The same day that I heard about the label getting folded into another label, I got a call from a German blues label that was distributed by Virgin in the United States, so they had great distribution. And they said, “Do you want to make a record?” And I said, “Yeah.” And they said, “Well, would you make something that’s kind of blues influenced that’s like a rock ‘n’ roll record or whatever you choose to do?” And I said, “Well, the roots of what I’ve always done is in that vein. Soul music is part of what I do, and a little blues, and jazz piano was the roots of what I did.”

So, when I got there, it was with a totally different budget and we were not traveling on buses anymore and we were not flying first class. All of a sudden, my whole perspective of music changed because I went from having huge record budgets and travel budgets and tour support to being on an indie out of Germany. Even though it was distributed by a big company out of England, it was just totally different. And at that time, that was kind of like… doing that was kind of like a career ender.

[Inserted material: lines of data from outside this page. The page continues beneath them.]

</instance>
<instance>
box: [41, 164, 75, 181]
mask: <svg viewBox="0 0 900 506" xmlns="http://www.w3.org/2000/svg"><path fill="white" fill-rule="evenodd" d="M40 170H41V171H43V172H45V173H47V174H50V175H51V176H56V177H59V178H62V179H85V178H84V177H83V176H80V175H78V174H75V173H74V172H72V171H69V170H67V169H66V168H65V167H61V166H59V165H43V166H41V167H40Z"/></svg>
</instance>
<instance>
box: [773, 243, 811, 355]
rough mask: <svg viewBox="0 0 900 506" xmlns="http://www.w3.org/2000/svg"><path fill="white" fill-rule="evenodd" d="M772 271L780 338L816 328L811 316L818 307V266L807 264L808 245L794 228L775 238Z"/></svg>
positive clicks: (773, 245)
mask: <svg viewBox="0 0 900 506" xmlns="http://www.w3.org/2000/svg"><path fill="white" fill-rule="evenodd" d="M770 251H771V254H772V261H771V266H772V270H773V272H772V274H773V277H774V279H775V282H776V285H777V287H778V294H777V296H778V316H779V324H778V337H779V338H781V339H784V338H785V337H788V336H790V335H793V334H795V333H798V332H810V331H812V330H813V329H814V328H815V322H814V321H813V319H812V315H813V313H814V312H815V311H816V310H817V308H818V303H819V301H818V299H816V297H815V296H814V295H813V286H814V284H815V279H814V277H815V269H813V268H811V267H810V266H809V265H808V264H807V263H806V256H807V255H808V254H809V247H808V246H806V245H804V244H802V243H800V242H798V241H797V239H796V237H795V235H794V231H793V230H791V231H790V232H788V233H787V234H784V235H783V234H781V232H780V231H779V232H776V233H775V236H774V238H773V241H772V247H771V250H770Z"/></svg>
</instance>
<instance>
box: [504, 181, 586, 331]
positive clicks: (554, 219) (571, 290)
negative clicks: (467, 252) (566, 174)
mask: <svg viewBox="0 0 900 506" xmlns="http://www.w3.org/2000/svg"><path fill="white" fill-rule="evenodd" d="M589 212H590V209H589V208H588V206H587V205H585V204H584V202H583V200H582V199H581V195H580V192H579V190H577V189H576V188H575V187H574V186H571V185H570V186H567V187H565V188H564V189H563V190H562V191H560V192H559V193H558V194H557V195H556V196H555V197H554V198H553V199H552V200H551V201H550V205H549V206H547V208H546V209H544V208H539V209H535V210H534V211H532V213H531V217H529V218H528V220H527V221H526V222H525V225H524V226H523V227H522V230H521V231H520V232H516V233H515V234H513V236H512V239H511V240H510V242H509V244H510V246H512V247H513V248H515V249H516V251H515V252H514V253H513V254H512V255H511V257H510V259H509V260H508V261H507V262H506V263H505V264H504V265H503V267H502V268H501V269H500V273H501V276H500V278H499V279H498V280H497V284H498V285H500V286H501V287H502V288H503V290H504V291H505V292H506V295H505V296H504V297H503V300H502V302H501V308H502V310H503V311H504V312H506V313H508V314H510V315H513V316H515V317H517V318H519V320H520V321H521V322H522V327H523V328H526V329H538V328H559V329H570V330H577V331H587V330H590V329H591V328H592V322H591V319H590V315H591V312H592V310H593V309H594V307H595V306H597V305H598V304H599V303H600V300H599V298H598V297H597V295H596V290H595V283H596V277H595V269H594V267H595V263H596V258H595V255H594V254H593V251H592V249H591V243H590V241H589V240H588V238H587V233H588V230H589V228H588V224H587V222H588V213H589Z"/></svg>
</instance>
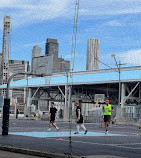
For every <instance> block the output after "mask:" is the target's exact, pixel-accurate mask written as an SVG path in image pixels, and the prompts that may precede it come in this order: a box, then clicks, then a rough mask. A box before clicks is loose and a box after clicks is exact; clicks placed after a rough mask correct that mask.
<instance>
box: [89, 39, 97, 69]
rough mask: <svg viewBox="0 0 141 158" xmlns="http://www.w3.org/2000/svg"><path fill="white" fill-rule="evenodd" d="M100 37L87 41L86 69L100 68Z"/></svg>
mask: <svg viewBox="0 0 141 158" xmlns="http://www.w3.org/2000/svg"><path fill="white" fill-rule="evenodd" d="M95 58H96V59H99V39H94V38H90V39H88V41H87V63H86V70H95V69H99V62H98V60H96V59H95Z"/></svg>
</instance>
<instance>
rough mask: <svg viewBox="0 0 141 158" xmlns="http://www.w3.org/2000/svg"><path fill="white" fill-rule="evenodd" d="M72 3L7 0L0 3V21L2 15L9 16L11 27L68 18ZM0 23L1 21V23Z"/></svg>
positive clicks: (64, 1) (46, 0) (62, 2)
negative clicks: (45, 20) (10, 22)
mask: <svg viewBox="0 0 141 158" xmlns="http://www.w3.org/2000/svg"><path fill="white" fill-rule="evenodd" d="M71 3H73V1H66V0H61V1H58V0H38V1H37V0H28V1H23V0H18V1H17V0H8V2H7V1H0V13H1V16H0V19H3V17H4V15H10V16H11V19H12V24H13V26H21V25H25V24H31V23H36V22H40V21H43V20H50V19H55V18H59V17H61V18H63V17H68V16H69V14H70V13H73V12H68V8H69V10H70V11H71V9H72V7H70V6H72V5H71ZM1 22H2V21H1Z"/></svg>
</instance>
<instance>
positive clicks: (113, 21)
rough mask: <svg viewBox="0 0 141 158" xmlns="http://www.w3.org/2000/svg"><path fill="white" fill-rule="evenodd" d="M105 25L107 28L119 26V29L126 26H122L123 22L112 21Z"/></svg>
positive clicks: (114, 20)
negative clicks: (119, 27)
mask: <svg viewBox="0 0 141 158" xmlns="http://www.w3.org/2000/svg"><path fill="white" fill-rule="evenodd" d="M104 25H107V26H115V27H116V26H118V27H122V26H125V25H124V24H122V23H121V22H119V21H117V20H111V21H108V22H106V23H105V24H104Z"/></svg>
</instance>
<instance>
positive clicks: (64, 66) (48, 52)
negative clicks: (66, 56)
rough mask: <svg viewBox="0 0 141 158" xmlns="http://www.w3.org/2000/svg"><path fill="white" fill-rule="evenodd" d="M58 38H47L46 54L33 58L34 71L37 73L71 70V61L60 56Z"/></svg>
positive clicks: (46, 72)
mask: <svg viewBox="0 0 141 158" xmlns="http://www.w3.org/2000/svg"><path fill="white" fill-rule="evenodd" d="M58 46H59V44H58V43H57V39H51V38H47V40H46V45H45V56H38V57H34V58H33V59H32V72H33V73H36V74H52V73H59V72H66V71H70V61H68V60H64V59H63V58H62V57H61V58H58Z"/></svg>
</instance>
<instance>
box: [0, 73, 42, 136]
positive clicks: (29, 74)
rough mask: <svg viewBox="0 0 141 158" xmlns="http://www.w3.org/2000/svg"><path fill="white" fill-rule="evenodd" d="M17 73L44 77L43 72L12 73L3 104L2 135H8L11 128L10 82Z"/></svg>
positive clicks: (23, 74) (24, 74)
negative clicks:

So yeah, there’s been a lot of times where I felt like, “This is it, I’m done for and I can’t make a living anymore.” So there was a period where, a couple of times, I quit. I just quit touring. I was like, “I can’t do it. I miss my kids. I miss my wife. I committed to these relationships and I’m not even a part of them.”

TrunkSpace: You hope to control the music, but in doing so, you can lose control of other aspects of your life.
Croce: Right. Exactly. So now I’m on tour. I’m in Columbus, Ohio, in a hotel and my wife and I travel together almost everywhere, and it’s a different world. It’s a different kind of thing. When she decides she wants to come out, she does. And that’s most of the time. And then when she doesn’t want to, she doesn’t. And that’s really cool for us, because I have a life that was really hard to have before.

“Just Like Medicine” is available August 11 from Compass Records.